Tuesday, February 6, 2007
What Does It Mean to be in Communion With the Church?
In their relatively recent statement on the Eucharist, http://www.usccb.org/dpp/Eucharist.pdf, the U.S. Conference of Catholic Bishops maintains that Catholics are required to conform their consciences to the Magisterium and they warn that selective departures from the Magisterium “seriously endangers our communion” with the Church. Nonetheless, this seems to suggest that some departures might be consistent with membership in the Church. They proceed to state that those who “knowingly or obstinately” reject the defined doctrines or definitive moral teachings of the Church should refrain from receiving communion because they have seriously diminished their communion with the Church. This too leaves open the question whether rejection of one teaching is fatal or rejection of more than one teaching is permissible and, if so, which ones. Certainly the spirit of the Bishop’s statement seems to suggest that Catholic are to agree or stay away from the Eucharist.
I do not
have access to recent statistics as I write this. But American Catholics
disagree with many moral teachings of the Church. Between 1963 and 1974, for
example, the majority position of American Catholics shifted away from that of
the Vatican on issues such as whether sex before marriage was always wrong
(from 74% to 35%), whether divorce after marriage is always wrong (from 52% to
17%), and whether contraception is always wrong (from 56% to 16%). The same can
be said of American Catholic priests. The Vatican ,
for example, maintains that homosexual relations, masturbation, and artificial
birth control are always wrong, but only 56% of priests agreed with the Vatican’s
teachings on homosexuality, 28% on masturbation, and 25% on birth control.

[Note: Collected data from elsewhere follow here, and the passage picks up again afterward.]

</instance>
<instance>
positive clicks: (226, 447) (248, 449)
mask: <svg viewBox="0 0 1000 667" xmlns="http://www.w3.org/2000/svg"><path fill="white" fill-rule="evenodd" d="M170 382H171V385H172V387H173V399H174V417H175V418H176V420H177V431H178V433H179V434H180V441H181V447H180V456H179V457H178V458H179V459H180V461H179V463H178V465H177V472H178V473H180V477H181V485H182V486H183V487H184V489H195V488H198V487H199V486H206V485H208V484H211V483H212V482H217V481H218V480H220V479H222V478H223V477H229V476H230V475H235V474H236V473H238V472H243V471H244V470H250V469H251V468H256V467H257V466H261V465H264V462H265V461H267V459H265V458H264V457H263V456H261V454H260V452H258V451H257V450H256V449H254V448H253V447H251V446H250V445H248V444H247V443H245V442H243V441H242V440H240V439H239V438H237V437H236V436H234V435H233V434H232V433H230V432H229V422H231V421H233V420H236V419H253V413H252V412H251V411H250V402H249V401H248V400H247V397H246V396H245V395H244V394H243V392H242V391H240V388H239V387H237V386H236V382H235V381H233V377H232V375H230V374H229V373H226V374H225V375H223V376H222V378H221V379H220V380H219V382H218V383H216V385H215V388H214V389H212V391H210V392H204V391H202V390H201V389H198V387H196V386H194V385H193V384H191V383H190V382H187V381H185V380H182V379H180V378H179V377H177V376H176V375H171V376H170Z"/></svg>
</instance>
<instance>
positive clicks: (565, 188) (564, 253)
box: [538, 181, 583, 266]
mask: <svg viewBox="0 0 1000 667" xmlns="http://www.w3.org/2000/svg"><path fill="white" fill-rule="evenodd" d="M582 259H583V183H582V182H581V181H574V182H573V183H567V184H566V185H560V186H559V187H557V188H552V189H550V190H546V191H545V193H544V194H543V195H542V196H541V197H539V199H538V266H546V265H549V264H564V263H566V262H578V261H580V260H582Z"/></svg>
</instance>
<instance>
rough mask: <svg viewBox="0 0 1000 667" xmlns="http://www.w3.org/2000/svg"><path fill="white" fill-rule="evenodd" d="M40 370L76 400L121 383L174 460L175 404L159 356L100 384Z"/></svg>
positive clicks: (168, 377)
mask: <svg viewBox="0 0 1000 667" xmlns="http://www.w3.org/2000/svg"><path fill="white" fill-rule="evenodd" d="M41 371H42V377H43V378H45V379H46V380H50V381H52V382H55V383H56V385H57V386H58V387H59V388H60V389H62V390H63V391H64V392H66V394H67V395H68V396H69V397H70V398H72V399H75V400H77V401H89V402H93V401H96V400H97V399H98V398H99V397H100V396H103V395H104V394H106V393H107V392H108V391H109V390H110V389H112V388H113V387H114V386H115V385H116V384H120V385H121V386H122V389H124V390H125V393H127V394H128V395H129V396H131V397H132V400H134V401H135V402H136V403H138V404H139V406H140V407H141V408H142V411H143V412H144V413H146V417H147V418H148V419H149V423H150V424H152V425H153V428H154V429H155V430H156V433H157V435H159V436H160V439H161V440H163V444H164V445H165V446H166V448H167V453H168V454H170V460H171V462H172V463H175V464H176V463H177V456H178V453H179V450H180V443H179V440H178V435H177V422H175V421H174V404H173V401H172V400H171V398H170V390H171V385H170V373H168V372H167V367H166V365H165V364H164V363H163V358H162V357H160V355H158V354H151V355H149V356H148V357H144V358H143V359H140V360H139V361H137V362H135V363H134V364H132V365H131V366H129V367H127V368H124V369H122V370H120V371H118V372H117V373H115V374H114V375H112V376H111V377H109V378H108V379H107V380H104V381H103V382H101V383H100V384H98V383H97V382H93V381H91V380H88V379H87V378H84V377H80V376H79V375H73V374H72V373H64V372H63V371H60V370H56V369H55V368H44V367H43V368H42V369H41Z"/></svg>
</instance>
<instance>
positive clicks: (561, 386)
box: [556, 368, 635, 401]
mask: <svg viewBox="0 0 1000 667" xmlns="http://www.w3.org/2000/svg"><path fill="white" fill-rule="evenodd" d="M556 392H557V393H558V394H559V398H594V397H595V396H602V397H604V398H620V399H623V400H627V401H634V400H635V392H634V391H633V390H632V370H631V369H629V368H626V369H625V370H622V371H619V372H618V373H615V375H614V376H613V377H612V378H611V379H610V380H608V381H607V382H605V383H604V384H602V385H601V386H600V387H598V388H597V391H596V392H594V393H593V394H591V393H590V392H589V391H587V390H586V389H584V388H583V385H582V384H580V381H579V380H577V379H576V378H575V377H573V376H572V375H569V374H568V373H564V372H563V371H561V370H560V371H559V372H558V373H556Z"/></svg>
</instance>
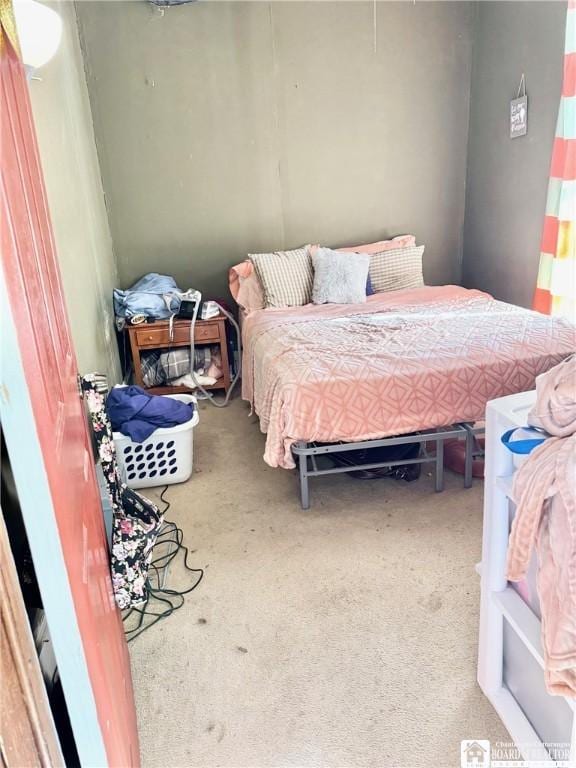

What would happen if the Conference made a statement with no
wiggle room, maintaining that if you did
not agree with the Vatican on all of the issues above and many others, you should not receive the
Eucharist (or say mass if you are a priest)? I am uncertain about what the
relevant priests would do. But regarding the lay population I suspect a small
percentage would stay in the Church and not partake in the Eucharist. Many would
leave the Church. And most would simply ignore the Bishops.